The OpenCourseWare Repositories project aims to improve discovery of course
materials by providing federated searching over repositories. They are investigating
innovative Web 2.0 technologies. They have a delicio.us-like tool to describe
relations between web sites called Scrumdidilyumptio.us,
a social tagging tool, Ozmozr,
and have implemented microformats on items such as dates in the web pages of
blogs. They intend to experiment with discovering and configuring access to
collections using the registry, and also to advertise their services.
It is also hoped that the Skolr research repository project will participate in the experiment. Their representative was unable to attend the meeting because of snow and ice storms.
There
was some discussion about the possibility and practicalities of implementing
a service registry at the DNS level.
This could be based on the technology used by Zeroconf / Bonjour.
If this is enabled with a service discovery mechanism, it allows for dynamic
connection to services.
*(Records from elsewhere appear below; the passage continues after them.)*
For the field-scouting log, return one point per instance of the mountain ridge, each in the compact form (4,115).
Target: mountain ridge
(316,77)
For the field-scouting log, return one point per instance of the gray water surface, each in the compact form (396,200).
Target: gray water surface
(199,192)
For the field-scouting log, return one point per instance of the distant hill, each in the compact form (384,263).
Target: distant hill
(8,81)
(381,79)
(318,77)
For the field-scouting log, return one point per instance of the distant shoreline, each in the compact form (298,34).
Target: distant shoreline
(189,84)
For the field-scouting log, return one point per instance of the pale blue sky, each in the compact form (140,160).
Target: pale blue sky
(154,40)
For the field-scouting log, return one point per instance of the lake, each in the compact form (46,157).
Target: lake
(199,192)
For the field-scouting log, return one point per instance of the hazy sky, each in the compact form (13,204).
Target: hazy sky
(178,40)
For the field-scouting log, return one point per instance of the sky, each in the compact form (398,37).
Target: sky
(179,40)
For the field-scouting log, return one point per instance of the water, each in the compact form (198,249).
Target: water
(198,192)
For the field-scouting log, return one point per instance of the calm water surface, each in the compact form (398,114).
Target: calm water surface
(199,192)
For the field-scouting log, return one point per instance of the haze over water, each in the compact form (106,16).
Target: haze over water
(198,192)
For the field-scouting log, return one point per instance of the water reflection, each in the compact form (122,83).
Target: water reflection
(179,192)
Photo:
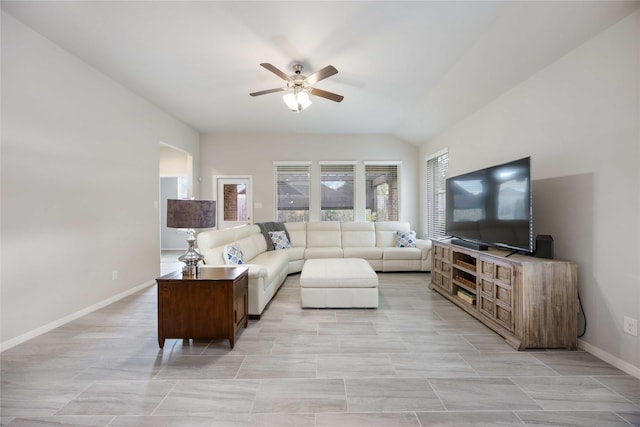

Zeroconf is utilised by iTunes to automate music sharing
by users who are on the same sub-net. RFC 2782 specifies
fields in DNS records, which if set can enable automatic discovery of suitable
services of a particular type. At the meeting Dan Chudnov was quickly able
to set up a demo of this in action, using some service data records he’d
gathered from IESR via OAI-PMH.
Developments at the DNS level are complementary to initiatives like IESR and
OCKHAM. It allows for discovery of services that implement a particular protocol
or serve a particular function. IESR’s 'transactional
services' probably include those that would lend themselves to 'low
level' service discovery. But this method doesn’t lend itself to
implementing use scenarios that are based on discovery via IESR’s and
OCKHAM’s rich collection descriptions, i.e. discovery of 'informational
services'.
IESR has a stake in this experiment because the OCKHAM registry uses the IESR metadata schema. OCKHAM intend to harvest some of IESR’s records to increase the range of collection and service descriptions available. Conversely IESR intends to develop ingest of XML records via OAI-PMH and import OCKHAM descriptions. These will include the NSDL Pathways resources when they become available in OCKHAM.